— Если будет больно, скажешь, — предупредил Север и нетерпеливо вошел в меня.
От чувства наполненности я запрокинула голову назад. От ощущения трения горячей плоти по узким стенкам выгнулась и впилась ногтями в его спину. Глаза от кайфа закатились под веки, с губ сорвался сладкий стон.
Боли совсем не чувствовалось. Если бы боль была такой, я хотела бы болеть чаще. Напротив, мне было приятно. Настолько, что захотелось кричать. Чтобы все в округе узнали о том, как мне чертовски хорошо.
Капец.
Моя жизнь скатилась в пропасть. Я лишилась практически всего, что у меня было еще вчера. Я не знала, что преподнесет мне завтрашний день. Но в настоящий момент я будто бы находилась в непроницаемом коконе, где не существовало проблем. Где не было никакого пугающего "завтра". Где было только здесь и сейчас. А здесь и сейчас я парила в невесомости.
Ощущения были совершенно иными. Дикими и в то же время слаще сахара. Каждый толчок Севера отзывался во мне сладостной дрожью и приятной пульсацией. Каждый жадный поцелуй рождал необузданной силы желание. Наслаждение. Наивысшее удовольствие.
Мое тело любило Севера. Губы ласкали каждую клеточку солоноватой кожи. Пальцы переплетались с его. Стенки сокращающегося влагалища сжимали его до искр из глаз.
Между нами была не только химия. И даже не физика. Между нами была сумасшедшая магия... любовь...
— Ли-ин, — позвал Север, существенно замедляя темп.
— Да...
Я разлепила тяжелые веки, инстинктивно двигая тазом. Север смотрел на меня сверху-вниз с неприкрытым трепетом волнения.
Непривычная робость и упрямая решимость конфликтовали между собой в его безумных глазах. Никогда ничего подобного не видела в них.
— Я....
— Что... что такое... говори... я что-то не так делаю? — предположила озадаченно.

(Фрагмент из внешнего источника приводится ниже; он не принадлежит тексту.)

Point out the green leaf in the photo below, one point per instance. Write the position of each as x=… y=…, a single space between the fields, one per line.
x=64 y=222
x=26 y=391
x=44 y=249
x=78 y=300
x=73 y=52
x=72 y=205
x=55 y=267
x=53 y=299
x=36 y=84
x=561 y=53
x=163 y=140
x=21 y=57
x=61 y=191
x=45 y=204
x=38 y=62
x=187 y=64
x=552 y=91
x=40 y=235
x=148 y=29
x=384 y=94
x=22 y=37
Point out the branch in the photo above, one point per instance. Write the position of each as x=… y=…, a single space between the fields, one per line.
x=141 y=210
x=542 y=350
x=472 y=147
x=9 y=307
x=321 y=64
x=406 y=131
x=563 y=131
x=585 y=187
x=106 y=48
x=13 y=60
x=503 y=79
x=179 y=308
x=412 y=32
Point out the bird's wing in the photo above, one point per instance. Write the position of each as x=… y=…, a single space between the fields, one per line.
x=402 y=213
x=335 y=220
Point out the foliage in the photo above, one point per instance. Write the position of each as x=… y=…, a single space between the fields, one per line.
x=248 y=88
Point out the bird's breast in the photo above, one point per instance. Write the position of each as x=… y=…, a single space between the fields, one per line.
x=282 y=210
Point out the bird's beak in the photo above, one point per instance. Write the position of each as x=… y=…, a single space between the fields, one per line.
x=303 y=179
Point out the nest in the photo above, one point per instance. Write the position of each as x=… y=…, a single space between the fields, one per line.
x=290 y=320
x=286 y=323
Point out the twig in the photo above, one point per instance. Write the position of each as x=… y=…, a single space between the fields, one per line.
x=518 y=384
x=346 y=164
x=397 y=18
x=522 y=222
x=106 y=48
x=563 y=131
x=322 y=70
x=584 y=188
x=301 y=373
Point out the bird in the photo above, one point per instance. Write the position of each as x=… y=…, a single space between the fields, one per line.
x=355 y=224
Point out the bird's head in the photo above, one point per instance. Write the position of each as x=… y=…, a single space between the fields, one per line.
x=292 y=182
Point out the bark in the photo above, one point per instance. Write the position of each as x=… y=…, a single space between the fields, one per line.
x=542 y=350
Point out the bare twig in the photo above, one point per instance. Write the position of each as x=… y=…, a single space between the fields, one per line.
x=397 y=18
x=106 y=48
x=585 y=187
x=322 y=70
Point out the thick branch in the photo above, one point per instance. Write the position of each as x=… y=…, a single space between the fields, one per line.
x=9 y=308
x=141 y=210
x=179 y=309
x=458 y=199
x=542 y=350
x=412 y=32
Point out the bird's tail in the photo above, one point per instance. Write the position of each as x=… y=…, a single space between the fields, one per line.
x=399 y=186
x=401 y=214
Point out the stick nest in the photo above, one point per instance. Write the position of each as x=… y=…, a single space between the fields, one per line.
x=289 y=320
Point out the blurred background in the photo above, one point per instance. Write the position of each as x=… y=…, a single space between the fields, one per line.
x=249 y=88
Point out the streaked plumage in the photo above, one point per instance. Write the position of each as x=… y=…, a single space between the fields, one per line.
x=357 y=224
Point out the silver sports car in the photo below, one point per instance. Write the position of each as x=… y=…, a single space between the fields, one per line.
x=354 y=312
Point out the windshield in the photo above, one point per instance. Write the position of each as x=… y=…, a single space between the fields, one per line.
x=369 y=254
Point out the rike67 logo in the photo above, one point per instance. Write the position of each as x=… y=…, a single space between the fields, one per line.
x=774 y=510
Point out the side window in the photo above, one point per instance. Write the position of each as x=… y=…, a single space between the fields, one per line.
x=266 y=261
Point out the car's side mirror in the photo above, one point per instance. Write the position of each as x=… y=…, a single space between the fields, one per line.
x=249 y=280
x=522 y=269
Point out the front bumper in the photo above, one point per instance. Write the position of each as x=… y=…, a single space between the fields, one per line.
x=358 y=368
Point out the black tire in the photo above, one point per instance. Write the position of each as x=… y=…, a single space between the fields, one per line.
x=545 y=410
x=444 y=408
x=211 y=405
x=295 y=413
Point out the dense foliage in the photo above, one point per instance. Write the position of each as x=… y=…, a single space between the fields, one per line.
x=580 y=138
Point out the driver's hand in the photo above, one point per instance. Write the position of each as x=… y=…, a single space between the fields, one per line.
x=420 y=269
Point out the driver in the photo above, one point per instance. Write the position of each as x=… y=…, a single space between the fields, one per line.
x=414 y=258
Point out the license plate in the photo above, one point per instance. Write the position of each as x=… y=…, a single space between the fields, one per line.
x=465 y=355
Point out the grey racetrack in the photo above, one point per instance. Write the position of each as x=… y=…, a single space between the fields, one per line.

— Нет, все так, — одарил теплой улыбкой, вжимая свои губы в мои. — Все так...
Он так и не сказал для чего потребовалась мимолетная заминка.
Все последующее время мы общались на языке наших тел, губ, языков. Ровно до тех пор, пока меня не скрутило в сладких судорогах, а вслед за мной к финишу пришел и Север.
Вот только телефонный звонок не дал нам даже отдышаться, не говоря уже о том, чтобы чуточку насладиться возникшей идиллией.
— Одевайся, я сгоняю, — Север подорвался на первый этаж, где мы оставили мою толстовку, в которой был телефон.
К моменту его возвращения, я уже была практически полностью одета. Голожопый Север запрыгнул на кровать и передал мне телефон.
— Да, слушаю! — выпалила, нетерпеливо отвечая на звонок с неизвестного номера.
В ожидании ответа сердце в груди замерло и сжалось в микроскопический комок.
— Лина, это отец Яна Бергера, — отозвался басом Арсений Андреевич. Я приземлила задницу на кровать на всякий случай. — Я звоню, чтоб сказать, что нашел твою маму. Надя сейчас в отделе полиции. Она составляет заявление. На нее покушались.
— К-кто? — ошарашенно вымолвила.
— Потом все. Я сейчас еду к ней. Могу тебя забрать по пути.
Глава 27. Отголоски
Север отчаянно рвался поехать со мной. Он ни в какую не желал отпускать меня одну.
— Ты ведь понимаешь, что мама пообещала перевязать тебе яйца в узел, если она еще раз увидит тебя рядом со мной?
— Да насрать! Пускай перевязывает! — он был непрошибаем, готов был рвать и метать. — Я сказал, одну тебя не отпущу — значит так и будет! Либо запираю в комнате, либо едешь со мной! Выбирай!
Опять двадцать пять. Ни одна встреча у нас не проходила без ультиматумов.
Но мне все же удалось с ним договориться. Когда речь зашла о Киселе, ему пришлось сдаться. Он остался дома присматривать за ним.
Вскоре приехал Арсений Андреевич вместе с сыном. Я запрыгнула на заднее сиденье его машины и тут вдруг поняла, что нарисованный воображением образ мужчины отличается от действительности. Причем кардинальным образом.
Я представляла себе темноглазого брюнета, облаченного в дорогущий костюм, а за рулем шикарной машины сидела полная его противоположность.
— Не думал, что наше официальное знакомство станет основанием для поездки в мусарню, — произнес поджарый голубоглазый блондин, одетый в обычную клетчатую рубашку и джинсы.
— Ага, я тоже, — пискнула. — Но все равно приятно познакомиться, Арсений Андреевич.
— Вот только не надо! Я ж не дед, в конце концов!